Presently, only rarely do lakes form in the basin of Lake Mojave. Individual occurrences occurred in 1916–1917, 1938-1939 and 1969; this latter lake stage was photographed and it submerged the Tonopah and Tidewater railroad. Other infillings occurred 3,910 ± 152 and 470 ± 160 years ago. Such resurgences of the lake depend on anomalously high precipitation on the San Bernardino Mountains, and are climatically linked to the Little Ice Age and other glacial expansion episodes. The existence of such lakes was not only limited by climate factors but also by a generally shallow lake basin that caused a strong increase in evaporation with only slight increases in water levels.

== Archaeology ==

A steady food and freshwater supply as well as the presence of rocks that could be used to manufacture tools drew early humans towards Lake Mojave. As lake levels dropped, people migrated progressively farther down to reach the lake.

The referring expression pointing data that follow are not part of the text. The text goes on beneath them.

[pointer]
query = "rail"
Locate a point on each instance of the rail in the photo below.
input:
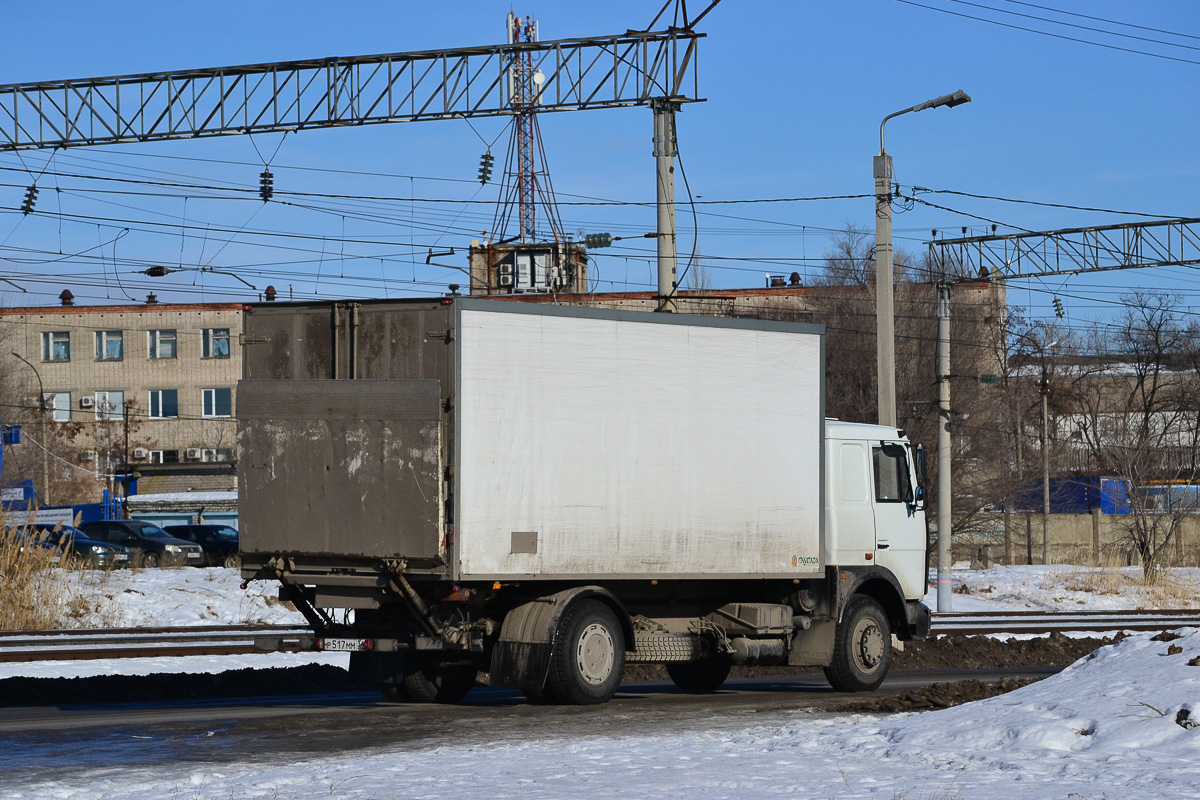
(239, 639)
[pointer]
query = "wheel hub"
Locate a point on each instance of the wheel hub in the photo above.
(595, 654)
(870, 645)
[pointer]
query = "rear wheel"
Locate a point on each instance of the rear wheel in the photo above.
(699, 677)
(433, 683)
(862, 649)
(589, 655)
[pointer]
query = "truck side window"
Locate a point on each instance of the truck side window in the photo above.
(891, 476)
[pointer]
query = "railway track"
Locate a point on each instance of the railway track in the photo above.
(239, 639)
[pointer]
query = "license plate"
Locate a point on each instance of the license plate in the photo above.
(345, 645)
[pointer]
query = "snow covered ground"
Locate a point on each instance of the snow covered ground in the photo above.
(1111, 727)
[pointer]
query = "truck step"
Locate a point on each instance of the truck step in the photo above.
(664, 648)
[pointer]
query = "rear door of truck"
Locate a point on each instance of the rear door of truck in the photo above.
(341, 468)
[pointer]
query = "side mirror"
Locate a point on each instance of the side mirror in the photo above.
(918, 458)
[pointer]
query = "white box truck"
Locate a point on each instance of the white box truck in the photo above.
(534, 495)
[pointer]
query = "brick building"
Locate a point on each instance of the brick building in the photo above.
(150, 385)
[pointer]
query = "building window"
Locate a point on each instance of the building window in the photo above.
(109, 405)
(216, 343)
(162, 344)
(109, 346)
(57, 346)
(217, 402)
(58, 405)
(163, 456)
(163, 403)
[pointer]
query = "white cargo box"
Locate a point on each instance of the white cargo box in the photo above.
(635, 445)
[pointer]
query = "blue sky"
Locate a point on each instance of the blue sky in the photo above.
(795, 96)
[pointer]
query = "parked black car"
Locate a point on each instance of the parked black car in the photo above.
(220, 542)
(148, 543)
(78, 549)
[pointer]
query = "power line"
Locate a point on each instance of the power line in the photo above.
(1042, 32)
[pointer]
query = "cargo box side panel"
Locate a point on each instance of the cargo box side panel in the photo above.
(341, 468)
(595, 446)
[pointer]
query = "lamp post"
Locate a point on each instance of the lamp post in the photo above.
(41, 405)
(885, 310)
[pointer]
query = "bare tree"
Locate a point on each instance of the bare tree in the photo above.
(1135, 413)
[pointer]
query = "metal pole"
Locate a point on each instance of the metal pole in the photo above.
(885, 308)
(945, 597)
(1045, 465)
(664, 156)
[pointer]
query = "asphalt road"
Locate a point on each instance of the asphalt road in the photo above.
(53, 740)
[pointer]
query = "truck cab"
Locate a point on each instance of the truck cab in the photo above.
(875, 503)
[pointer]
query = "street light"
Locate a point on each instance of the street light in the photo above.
(885, 308)
(46, 463)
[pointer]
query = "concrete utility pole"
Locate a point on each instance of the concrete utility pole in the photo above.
(664, 156)
(945, 596)
(885, 312)
(1045, 462)
(41, 405)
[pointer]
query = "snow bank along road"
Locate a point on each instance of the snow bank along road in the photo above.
(1117, 725)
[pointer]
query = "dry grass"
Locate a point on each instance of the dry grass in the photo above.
(42, 589)
(33, 588)
(1163, 588)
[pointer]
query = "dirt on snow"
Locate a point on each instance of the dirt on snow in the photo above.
(948, 653)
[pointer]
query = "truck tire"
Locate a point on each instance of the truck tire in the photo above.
(862, 649)
(700, 677)
(589, 656)
(437, 683)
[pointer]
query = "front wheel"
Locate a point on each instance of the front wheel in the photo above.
(862, 649)
(589, 655)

Some presumably archaeological sites have been found at Lake Mojave, including alignments of basalt boulders. Bifaces and projectiles have been found on its shores, the latter are dated about 10,000 - 8,000 years before present, these archaeological findings are known as the "Lake Mojave" complex. Most archeological sites around Lake Mojave however date to after its drying, often associated with brief highstands.

The so-called "Lake Mojave complex" is a cultural system that was active between 9,000 and 6,000 BC. Possibly, such cultures were derived from the Clovis culture and formed when big mammals disappeared and early humans had to search for different sources of food.